«Immagina che tutto ciò sia vero. Immagina di parlare
di te mentre parli di loro, di ciò che è estraneo, del superfluo».
(Iosif Brodskij, La nuova vita, in E Così Via)
26 dicembre 2014
Giorno di Santo Stefano
Suemenep, Isola di Madura
Ore 20.30
Parcheggiamo sotto una pensilina assistiti dal solito ‘operatore del parcheggio’ (il tukang parkir, una figura cardine nelle città indonesiane) e andiamo ad acquistare i biglietti per visitare il palazzo reale in quello che dovrebbe essere il museo delle carrozze. Una donna che parla inglese comincia spontaneamente a farci da guida. Quando realizza che parlo indonesiano ci rimane un po’ male, chissà da quanto non vede stranieri.
Nel museo non c’è granché: un gamelan centro-giavanese mezzo sderenato che giace in un angolo, un Corano gigantesco che pare sia stato scritto in sei mesi da uno dei sultani, foto di vari sultani appese alle pareti e suggestive carrozze alate (su questo decisamente batte Piacenza). La donna, a cui ho concesso comunque di farci da guida fingendo di parlare solo inglese per compassione, ci accompagna all’ingresso del palazzo.
Una delle prime cose che saltano all’attenzione è la collezione di oggetti appartenuti ad una delle principesse del passato: gioielli, porcellane, contenitori di jamu (rimedi erboristici tradizionali), unguenti di bellezza. In alcuni alti armadi sono custodite delle lance, vi sono anche un kayon (albero della vita) e dei personaggi del teatro delle ombre, sempre centro-giavanese. Nell’ala opposta vi sono gli appartamenti reali e la sala comune delle udienze, che ora sono nient’altro che stanze disabitate se non per scopi turistici o eventi ufficiali di rappresentanza.

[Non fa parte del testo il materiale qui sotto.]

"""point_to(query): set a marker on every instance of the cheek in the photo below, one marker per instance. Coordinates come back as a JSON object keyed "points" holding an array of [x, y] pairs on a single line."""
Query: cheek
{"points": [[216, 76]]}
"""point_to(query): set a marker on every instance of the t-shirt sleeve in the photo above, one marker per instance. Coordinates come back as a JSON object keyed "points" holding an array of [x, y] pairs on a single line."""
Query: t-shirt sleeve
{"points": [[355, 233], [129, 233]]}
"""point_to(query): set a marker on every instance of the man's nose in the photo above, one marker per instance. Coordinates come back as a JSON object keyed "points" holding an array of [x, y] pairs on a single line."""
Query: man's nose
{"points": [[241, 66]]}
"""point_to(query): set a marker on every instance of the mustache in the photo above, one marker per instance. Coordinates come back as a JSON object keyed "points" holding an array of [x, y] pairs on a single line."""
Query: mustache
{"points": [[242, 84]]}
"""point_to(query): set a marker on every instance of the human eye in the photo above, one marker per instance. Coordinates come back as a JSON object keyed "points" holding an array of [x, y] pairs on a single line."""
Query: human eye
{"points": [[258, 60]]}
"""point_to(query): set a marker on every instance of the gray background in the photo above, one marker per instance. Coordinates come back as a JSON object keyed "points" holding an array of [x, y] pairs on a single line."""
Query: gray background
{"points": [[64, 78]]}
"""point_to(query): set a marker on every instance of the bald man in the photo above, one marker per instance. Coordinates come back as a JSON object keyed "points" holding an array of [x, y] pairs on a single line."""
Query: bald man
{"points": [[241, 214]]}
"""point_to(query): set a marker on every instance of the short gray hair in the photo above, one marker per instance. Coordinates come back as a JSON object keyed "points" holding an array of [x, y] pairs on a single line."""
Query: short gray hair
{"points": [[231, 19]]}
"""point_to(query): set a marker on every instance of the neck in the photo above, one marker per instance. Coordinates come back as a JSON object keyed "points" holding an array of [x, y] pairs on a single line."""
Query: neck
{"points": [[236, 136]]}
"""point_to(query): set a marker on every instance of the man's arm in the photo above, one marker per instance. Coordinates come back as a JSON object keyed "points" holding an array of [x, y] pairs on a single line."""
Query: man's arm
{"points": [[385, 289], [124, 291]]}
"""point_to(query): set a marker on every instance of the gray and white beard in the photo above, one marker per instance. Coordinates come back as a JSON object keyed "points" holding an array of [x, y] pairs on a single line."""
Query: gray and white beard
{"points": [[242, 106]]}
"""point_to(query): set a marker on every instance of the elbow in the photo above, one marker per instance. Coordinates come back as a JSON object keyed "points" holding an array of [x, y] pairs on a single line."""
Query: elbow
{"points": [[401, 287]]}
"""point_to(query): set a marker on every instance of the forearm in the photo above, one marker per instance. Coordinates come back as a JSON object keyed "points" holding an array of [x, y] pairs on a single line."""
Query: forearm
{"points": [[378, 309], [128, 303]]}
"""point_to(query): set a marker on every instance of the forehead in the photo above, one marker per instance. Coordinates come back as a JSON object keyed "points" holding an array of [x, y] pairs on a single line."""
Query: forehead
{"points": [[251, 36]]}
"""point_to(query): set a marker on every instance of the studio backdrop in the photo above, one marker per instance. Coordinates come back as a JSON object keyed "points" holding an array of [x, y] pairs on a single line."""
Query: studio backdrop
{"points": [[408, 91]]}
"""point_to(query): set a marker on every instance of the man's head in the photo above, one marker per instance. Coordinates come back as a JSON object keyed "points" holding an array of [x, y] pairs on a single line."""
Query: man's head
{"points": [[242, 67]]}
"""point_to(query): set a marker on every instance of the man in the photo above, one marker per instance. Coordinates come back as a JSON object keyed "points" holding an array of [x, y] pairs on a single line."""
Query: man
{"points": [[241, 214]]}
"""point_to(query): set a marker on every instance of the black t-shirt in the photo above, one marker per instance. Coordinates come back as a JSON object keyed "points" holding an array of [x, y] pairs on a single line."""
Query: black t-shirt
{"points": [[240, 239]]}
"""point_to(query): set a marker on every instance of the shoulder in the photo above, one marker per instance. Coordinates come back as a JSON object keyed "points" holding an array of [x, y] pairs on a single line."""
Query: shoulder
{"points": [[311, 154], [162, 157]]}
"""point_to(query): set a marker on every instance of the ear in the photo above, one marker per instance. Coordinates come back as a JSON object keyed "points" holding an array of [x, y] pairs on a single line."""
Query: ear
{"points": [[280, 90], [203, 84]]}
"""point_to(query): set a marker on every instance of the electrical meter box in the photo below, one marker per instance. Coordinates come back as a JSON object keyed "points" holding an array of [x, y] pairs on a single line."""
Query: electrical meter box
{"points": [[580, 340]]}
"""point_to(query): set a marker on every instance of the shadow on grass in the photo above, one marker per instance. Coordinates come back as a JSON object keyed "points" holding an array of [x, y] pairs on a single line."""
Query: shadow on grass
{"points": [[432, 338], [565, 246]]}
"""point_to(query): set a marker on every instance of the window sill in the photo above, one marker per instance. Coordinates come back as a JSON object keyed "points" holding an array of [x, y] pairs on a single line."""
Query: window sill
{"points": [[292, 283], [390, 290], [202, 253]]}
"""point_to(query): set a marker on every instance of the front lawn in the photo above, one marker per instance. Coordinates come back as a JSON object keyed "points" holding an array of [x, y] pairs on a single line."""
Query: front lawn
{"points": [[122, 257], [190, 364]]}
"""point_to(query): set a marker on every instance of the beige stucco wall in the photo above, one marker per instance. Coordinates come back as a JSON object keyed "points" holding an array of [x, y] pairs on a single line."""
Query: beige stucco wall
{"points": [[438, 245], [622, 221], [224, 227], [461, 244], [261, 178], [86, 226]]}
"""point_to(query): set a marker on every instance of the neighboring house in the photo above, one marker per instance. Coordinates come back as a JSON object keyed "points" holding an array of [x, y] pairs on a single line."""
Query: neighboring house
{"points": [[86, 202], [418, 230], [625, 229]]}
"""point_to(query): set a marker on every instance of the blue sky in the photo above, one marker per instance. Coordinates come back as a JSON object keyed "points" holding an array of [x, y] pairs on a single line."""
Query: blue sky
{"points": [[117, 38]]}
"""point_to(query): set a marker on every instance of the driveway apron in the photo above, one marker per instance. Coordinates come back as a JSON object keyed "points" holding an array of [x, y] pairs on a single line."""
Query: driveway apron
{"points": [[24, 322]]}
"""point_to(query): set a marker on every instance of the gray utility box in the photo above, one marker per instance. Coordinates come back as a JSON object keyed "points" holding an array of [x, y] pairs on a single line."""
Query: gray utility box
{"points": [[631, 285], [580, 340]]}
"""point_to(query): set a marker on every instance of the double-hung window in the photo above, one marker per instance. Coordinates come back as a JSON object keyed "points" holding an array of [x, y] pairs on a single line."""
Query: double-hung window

Mentre siamo ancora nel lungo corridoio dalle pareti gialle che separa gli ambienti principali, ricomincia a diluviare. La guida ci consiglia giustamente di aspettare all’asciutto prima di procedere per il taman sare, le piscine reali (la versione madurese del taman sari di Yogyakarta). Dato che dopo mezz’ora il muro d’acqua ancora non accenna minimamente a diminuire d’intensità, la signora ci lascia con le indicazioni per uscire e una pacca sulla spalla.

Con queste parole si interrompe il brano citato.